Fernando Pessoa:Ich legte die Maske ab.
- Taschenbuch 1986, ISBN: 3379000469
Gebundene Ausgabe
[ED: Taschenbuch], [PU: Reclam], es geschah in der Nacht des 8. März 1914, so könnte in der Tat ein Nachwort über das Werk dieses größten portugiesischen Dichters seit Camões beginnen. Fe… Mehr…
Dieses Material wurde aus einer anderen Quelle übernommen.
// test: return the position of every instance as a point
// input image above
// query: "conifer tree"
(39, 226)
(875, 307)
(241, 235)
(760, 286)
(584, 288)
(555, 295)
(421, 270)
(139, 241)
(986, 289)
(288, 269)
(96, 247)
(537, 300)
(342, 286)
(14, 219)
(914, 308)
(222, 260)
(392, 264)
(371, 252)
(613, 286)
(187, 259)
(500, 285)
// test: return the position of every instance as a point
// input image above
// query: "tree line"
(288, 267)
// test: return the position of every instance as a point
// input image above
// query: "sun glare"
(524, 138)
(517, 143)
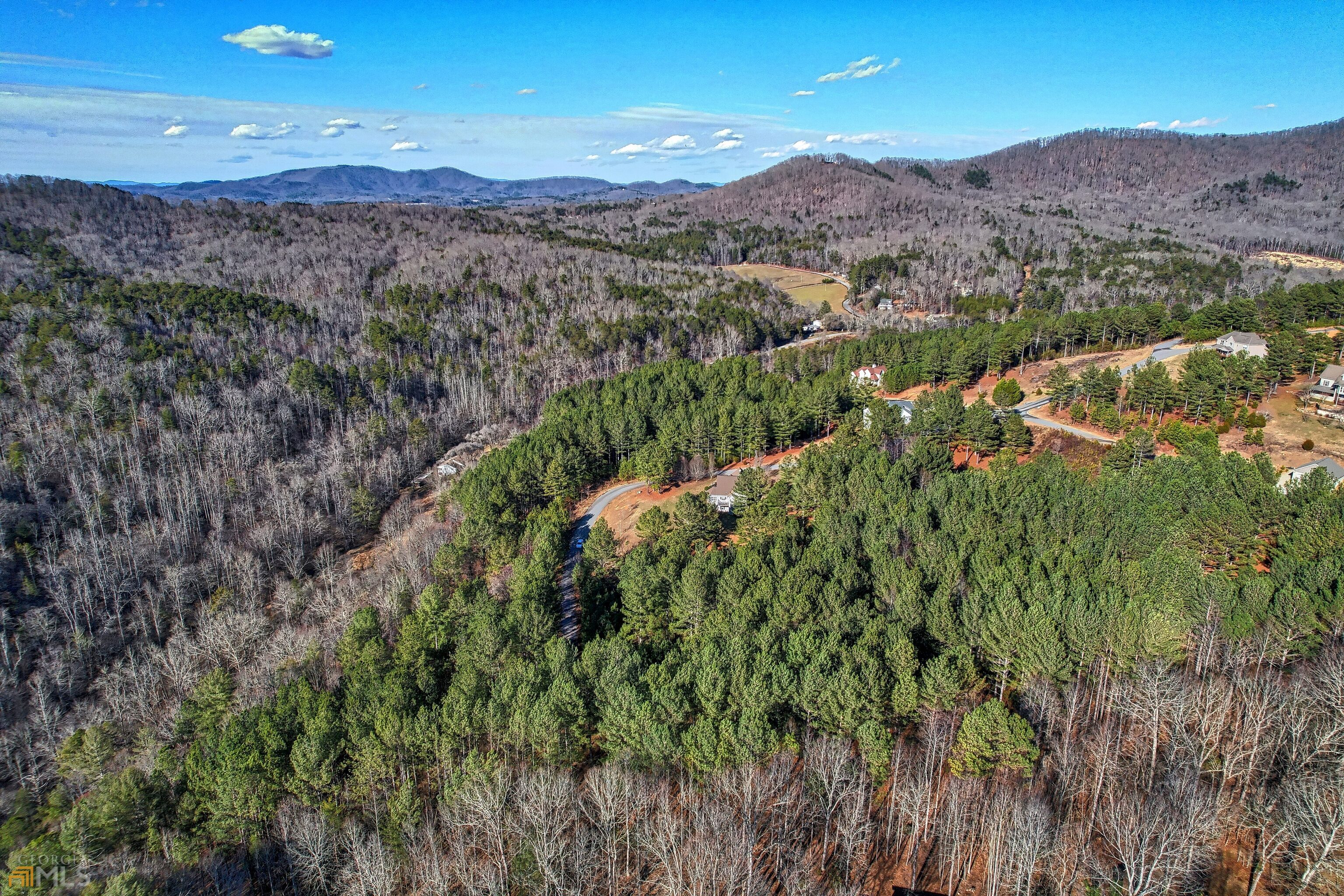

[ED: Taschenbuch], [PU: Reclam], es geschah in der Nacht des 8. März 1914, so könnte in der Tat ein Nachwort über das Werk dieses größten portugiesischen Dichters seit Camões beginnen. Fernando Pessoa ist der Begründer der modernen Dichtung seines Landes und eine der Schlüsselfiguren in der Entwicklung der zeitgenössischen Dichtung überhaupt, die in Apollinaire, Majakowski und eben Pessoa um jenes Jahr 1914 ihre wichtigsten Vertreter gefunden hatte.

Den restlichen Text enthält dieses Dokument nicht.